Good Dogs and Bad Dogs

Who can resist a dog story?
    My favorites star villainous dogs, like Muggs, the hero of James Thurber’s story The Dog that Bit People.*
    Nipper, Bay Weekly’s collections manager, would like to bite people and sometimes sneaks in a nibble. He’s a Jack Russell terrorist — as proofreader Dick Wilson calls him — and most anybody who has had a dog of that breed has a collection of bad dog stories.
    For better and worse, humans and dogs are as intertwined as married couples. That means some are bounded by hate as well as many by love.
    Interspecies love is the theme of this week’s issue, which enriches my collection of good dog stories.
    That we’re presenting an issue rather than a story is rather coincidental.
    These dog stories began with Nancy Patterson. I saw a picture of her and Canine Companion for Independence Mahler last October, when she was honored with Anne Arundel County’s 2010 disAbility Awareness Day Award. Look at that photo in the story H-E-L-P is a Four-Legged Word and you’ll see why it fascinated me. I banked the press release in my ideas file.
    Outside Nordstrom a couple of months later, I recognized the pair. As Nancy notes in this week’s story, Mahler closes the distance between people, drawing them in. Mahler also liked my smell, perfumed as I am by one of his kind. At that meeting, we set a story date in time to spread the word of the April 10 Sails and Tails fundraiser (rsvp by April 1) for Canine Companion for Independence, the dog-providing organization that matched the couple.
    In that story, written by Aries Matheos, whose family includes a golden retriever, you’ll read about how puppies are raised to grow into dogs that support able partnerships like Nancy and Mahler’s.

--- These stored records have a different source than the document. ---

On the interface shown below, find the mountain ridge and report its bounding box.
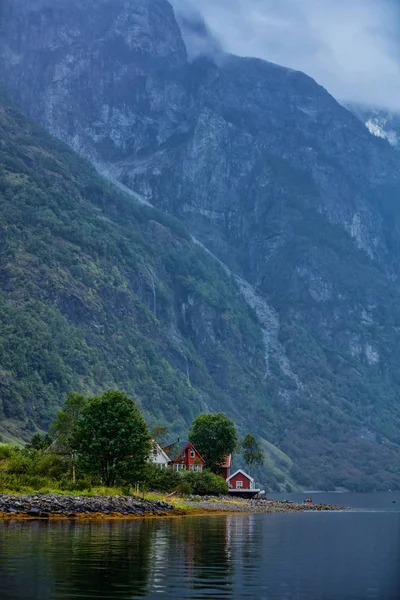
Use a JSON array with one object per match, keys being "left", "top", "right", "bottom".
[{"left": 0, "top": 0, "right": 400, "bottom": 489}]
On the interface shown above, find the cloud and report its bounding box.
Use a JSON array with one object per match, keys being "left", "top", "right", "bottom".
[{"left": 172, "top": 0, "right": 400, "bottom": 111}]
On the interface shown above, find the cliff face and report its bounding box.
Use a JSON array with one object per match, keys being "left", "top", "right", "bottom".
[
  {"left": 0, "top": 92, "right": 273, "bottom": 460},
  {"left": 0, "top": 0, "right": 400, "bottom": 487}
]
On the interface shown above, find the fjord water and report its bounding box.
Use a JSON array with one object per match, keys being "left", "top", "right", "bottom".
[{"left": 0, "top": 494, "right": 400, "bottom": 600}]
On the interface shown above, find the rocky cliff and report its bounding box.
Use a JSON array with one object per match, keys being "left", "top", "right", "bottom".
[{"left": 0, "top": 0, "right": 400, "bottom": 488}]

    Meanwhile, staff writer Diana Beechener got a story request she couldn’t resist. Midshipman second class Ari Schiff must have done his Bay Weekly homework to know that Beechener loves a good military story as much as she loves a good dog story. She bit, and so evolved Working Like a Dog. That story describes Schiff’s dogged commitment, above and beyond his Naval Academy work, to VetDogs, which provides wounded veterans returning from the war with service dogs.
    Like Canine Companion for Independence, VetDogs provides long- and expensively trained dogs at no cost to the people who become their partners.
    Again like Canine Companion for Independence, VetDogs has an upcoming fundraiser, Schiff’s April 3 5K Race/Walk.
    As these stories were taking shape, news broke from Pasadena of 51 dogs rescued from the home of a hoarder. It was a happy ending for those dogs, all claimed and awaiting their new homes. “We got more interest than dogs,” said Anne Arundel Animal Control Officer Glenn Shanahan.
    Our Creature Feature focuses on another dog rescue, this time a mother dog and her 12 pups in Baltimore. Of these only a few wait for homes.
    That’s not usually the case for the nation’s five to seven million homeless dogs, half of which never find homes and are euthanized.
    Perhaps reading these stories about the good that dogs do for us humans — and seeing their so-cute photos — will urge you to bring a dog into your family to love and train.
    That’s happened to Nipper’s family. One of the foundling puppies from the Creature Feature joins them this week. We sure hope he’ll add to your story of good dog reading.